Aujourd’hui 12 décembre 2020, Marc Ravalomanana a atteint l’âge raisonnable de 71 ans. Souhaitons-lui de passer un excellent week-end auprès de sa famille et de ses petits-enfants. Mais comme il cherche toujours à faire parler de lui, et qu’il continue à agir de manière aussi déraisonnée que déraisonnable, je ne vais pas me priver, ni vous priver, vous lecteurs assidus, de vous rappeler certains de ses faits d’armes (si on peut appeler comme çà ses trahisons) immuables que certains esprits amnésiques ne veulent pas eux, se rappeler.

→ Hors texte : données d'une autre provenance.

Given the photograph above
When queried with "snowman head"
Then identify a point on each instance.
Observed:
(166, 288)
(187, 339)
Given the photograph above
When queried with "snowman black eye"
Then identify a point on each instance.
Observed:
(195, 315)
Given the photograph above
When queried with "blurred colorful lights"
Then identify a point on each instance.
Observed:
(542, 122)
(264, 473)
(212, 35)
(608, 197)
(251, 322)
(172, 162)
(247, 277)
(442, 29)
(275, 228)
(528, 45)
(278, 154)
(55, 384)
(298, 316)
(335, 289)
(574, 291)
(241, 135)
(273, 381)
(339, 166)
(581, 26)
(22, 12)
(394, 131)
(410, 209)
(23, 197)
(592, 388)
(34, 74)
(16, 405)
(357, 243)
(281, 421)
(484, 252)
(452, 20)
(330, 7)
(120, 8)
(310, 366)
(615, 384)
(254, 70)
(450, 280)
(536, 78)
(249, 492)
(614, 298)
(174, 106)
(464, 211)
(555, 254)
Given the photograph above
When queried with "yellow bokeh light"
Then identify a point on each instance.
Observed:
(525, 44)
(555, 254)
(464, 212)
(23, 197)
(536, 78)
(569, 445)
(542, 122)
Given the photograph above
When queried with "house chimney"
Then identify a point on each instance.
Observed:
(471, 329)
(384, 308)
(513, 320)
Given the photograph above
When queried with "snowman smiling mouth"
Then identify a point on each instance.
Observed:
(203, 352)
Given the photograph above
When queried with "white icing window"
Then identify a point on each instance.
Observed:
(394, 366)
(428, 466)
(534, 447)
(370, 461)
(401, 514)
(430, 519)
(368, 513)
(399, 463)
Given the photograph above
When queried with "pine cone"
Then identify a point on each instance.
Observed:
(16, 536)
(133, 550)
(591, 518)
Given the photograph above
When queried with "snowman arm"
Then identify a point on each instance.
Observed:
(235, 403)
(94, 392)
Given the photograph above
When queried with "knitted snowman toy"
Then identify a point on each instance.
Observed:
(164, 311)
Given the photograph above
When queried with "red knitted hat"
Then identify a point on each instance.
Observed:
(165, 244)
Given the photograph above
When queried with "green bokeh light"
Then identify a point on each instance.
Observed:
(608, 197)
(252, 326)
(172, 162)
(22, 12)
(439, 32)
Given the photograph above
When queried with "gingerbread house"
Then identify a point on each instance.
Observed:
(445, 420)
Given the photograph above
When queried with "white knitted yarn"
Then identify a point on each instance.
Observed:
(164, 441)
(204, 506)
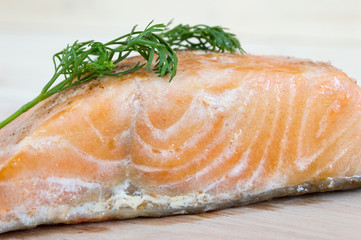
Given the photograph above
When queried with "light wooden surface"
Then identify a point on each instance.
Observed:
(322, 30)
(319, 216)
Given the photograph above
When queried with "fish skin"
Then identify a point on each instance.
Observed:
(229, 130)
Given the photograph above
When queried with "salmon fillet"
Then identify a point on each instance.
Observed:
(229, 130)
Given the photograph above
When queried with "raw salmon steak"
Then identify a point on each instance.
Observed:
(229, 130)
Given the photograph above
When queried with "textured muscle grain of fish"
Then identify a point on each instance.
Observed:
(229, 130)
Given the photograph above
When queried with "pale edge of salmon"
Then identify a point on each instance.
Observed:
(125, 205)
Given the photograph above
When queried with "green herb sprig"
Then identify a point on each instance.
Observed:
(84, 61)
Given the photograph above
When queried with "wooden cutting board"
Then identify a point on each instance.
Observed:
(335, 215)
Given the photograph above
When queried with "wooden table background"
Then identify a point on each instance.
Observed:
(322, 30)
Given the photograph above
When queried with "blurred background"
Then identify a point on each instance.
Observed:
(32, 31)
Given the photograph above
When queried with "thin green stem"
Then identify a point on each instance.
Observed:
(84, 61)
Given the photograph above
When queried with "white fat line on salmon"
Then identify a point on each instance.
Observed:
(40, 144)
(285, 136)
(345, 149)
(148, 150)
(324, 122)
(243, 162)
(305, 114)
(187, 120)
(234, 120)
(303, 162)
(93, 128)
(229, 152)
(271, 137)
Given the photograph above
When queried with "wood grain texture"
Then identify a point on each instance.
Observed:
(321, 30)
(317, 216)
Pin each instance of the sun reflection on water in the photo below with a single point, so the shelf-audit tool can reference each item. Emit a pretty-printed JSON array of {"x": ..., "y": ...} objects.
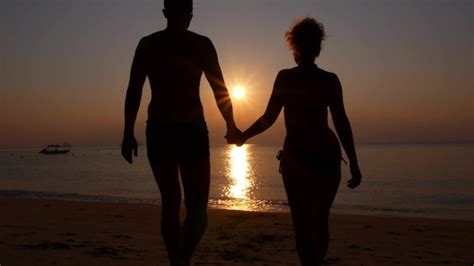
[{"x": 240, "y": 178}]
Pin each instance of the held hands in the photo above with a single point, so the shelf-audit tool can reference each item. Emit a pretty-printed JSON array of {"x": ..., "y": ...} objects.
[
  {"x": 235, "y": 136},
  {"x": 129, "y": 147}
]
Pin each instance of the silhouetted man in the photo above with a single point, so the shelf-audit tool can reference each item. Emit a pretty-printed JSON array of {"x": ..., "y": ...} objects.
[{"x": 177, "y": 138}]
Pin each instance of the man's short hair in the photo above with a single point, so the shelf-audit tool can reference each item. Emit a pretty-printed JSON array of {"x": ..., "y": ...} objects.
[{"x": 178, "y": 4}]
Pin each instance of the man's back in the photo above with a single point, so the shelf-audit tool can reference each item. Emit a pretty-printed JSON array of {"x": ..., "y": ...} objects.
[{"x": 174, "y": 63}]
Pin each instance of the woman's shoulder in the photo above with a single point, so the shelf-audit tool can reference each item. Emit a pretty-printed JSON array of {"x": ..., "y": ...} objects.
[{"x": 327, "y": 74}]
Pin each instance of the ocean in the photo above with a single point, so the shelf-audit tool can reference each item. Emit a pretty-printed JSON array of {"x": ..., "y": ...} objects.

Pour ne pas être complices devant le tribunal de l’Histoire, sans doute.

Dans un style qui se veut neutre, voici ce que vous lirez sur wikipédia : Marc Ravalomanana, né le 12 décembre 1949 à Imerikasinina (province d’Antananarivo), est un homme d’Etat malgache. Il est maire d’Antananarivo de 1999 à 2002 et président de la République de Madagascar de 2002 à 2009, année lors de laquelle il est contraint de démissionner et de remettre le pouvoir à un directoire militaire, qui transmet le pouvoir à Andry Rajoelina. Il est battu par celui-ci à l’élection présidentielle de 2018.

Dès lors, il ne tombera pas dans l’oubli. Mais rien n’y fera, il ne pourra jamais changer l’Histoire de ses histoires de dirigeant profiteur et malhonnête. Je rappelle que ce qui suit sont de larges extraits d’un dossier que j’avais rédigé le 23 janvier 2009, et qu’ils sont développés dans l’ouvrage « Tikoland : les comptes de fait de Marc Ravalomanana ».

Par ailleurs, en matière de détaxation, le mémoire de Vola Marielle Rajaonarison pour un DEA en Finances publiques et Fiscalité (Université Paul Cézanne-Aix Marseille 3 en 2004) aura été mis à contribution ici. Merci à elle. Retour vers des réalités indélébiles (sauf pour les débiles) d’il y a plus de dix ans.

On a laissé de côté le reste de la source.